Seven Tips for a Persuasive Call to Action
One of the last – and most important – tasks for any speaker is to send the audience off with a clear call to action. Such a request goes to the heart of any persuasive pitch: Now that you have drawn the audience to your way of thinking, what do you want them to do about it?
As with the other principles of persuasion that we’ve covered in this series, reciprocity and authority, a persuasive call to action taps into longstanding elements of human behavior that make us more likely to comply with a request.
Overall, we look for things that will benefit or help us in some way. Your job as a speaker is to not only help your audience see why your message is a boon, but also to clear the clutter so they can immediately see why (and how) they should take you up on your offer.
Here, we offer seven tips that will help you to do just that:
7 Tips for a Persuasive Call to Action
1. Don’t ask for too much
Three requests or fewer are best. In general, people don’t do well with too many choices – a glut can create analysis paralysis.
2. Avoid vague requests
Concrete changes or actions are easier to imagine and, ultimately, carry out.
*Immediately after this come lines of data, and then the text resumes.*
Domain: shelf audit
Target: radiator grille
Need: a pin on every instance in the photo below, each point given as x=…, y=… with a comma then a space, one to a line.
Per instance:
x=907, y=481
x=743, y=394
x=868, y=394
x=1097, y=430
Rather than telling them to “get involved,” you could go with this: “Become an important part of the solution by participating in our first annual neighborhood cleanup next month.”
3. Help them overcome the opposition
If you are suggesting they embrace a plan that is unpopular in some quarters, give them the counterarguments they can use when defending their decision.
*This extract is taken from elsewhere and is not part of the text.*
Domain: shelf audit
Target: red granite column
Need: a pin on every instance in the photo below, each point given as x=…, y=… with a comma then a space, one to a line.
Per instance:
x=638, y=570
4. Make it easy to execute
Your request shouldn’t require your audience members to expend too much money or time, at least not at first.
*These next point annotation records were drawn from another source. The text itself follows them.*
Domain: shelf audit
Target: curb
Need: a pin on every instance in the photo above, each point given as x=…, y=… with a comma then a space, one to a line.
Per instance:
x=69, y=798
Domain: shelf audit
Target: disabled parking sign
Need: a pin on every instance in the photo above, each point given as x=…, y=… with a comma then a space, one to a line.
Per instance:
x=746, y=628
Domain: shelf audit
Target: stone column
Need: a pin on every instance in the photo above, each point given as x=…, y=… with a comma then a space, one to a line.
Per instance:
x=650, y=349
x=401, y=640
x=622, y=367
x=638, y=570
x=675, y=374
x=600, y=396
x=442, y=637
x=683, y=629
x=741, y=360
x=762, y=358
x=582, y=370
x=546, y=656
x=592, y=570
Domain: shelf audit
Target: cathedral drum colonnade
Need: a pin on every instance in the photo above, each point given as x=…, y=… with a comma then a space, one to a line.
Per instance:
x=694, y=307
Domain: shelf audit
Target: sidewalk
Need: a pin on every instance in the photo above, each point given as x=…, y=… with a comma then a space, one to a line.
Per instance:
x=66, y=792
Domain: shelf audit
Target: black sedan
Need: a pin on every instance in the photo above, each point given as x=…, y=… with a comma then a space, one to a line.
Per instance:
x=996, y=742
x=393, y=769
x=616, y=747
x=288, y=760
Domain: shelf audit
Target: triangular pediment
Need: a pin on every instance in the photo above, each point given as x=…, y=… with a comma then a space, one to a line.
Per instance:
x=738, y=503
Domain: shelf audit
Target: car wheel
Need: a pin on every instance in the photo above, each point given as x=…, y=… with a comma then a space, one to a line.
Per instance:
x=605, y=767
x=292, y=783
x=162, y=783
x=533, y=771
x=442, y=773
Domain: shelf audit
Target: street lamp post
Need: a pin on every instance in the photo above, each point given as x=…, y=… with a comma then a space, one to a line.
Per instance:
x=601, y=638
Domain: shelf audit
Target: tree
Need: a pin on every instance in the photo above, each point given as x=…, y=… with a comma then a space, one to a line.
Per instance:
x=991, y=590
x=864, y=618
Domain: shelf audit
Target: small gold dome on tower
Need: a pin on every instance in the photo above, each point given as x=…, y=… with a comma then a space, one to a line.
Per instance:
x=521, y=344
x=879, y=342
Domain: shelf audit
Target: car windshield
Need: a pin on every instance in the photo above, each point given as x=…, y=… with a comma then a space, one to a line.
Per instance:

5. Aim high but provide alternatives
Be ambitious in your call to action but offer smaller steps the audience can take as well. Audience members new to the political scene may not answer a request to attend a protest, but they may be willing to sign a petition. Those who don’t make much money might struggle to donate funds but can offer their time. When you tailor your call to action to your audience’s needs and interests, you increase your chances they will comply.
6. Secure a commitment
Research has shown if we make a commitment – sign a survey, volunteer for a cause, raise our hand in support, etc. – we are on our way to rewriting that script of self-identity. That behavior or action will now be the basis for future behavior and actions. Since we have committed to a course of action, we will now remain consistent with that stand, says Robert Cialdini, a social psychologist, in his bestselling book Influence: Science and Practice. He adds that when our commitments are voluntary, active, made publicly, and put into writing, they are more likely to stick.
7. Start slow
To avoid cognitive dissonance, nudge the needle ever so slightly. You can do that by suggesting changes to self-identity that are barely perceptible at first. A slight tweak in thinking, perhaps, or a small step to change an enduring habit. Know your audience, too. An audience full of thrill seekers might respond to a leap of faith in an entirely different way than an audience for whom such a leap is impractical given their professional and personal responsibilities.
Realize Your Goals
Some public speakers are hesitant to issue an overt call to action. They may be fearful that they are coming across as over-aggressive in their pitch. So, they decide to let their arguments and main points do the work of convincing their audience. But such inference is no guarantee.
Your audience members must make numerous decisions, large and small, every day, based on the numerous messages that bombard them. When you are clear in your intentions, you cut through the clutter and provide the audience with the information they need to be persuaded.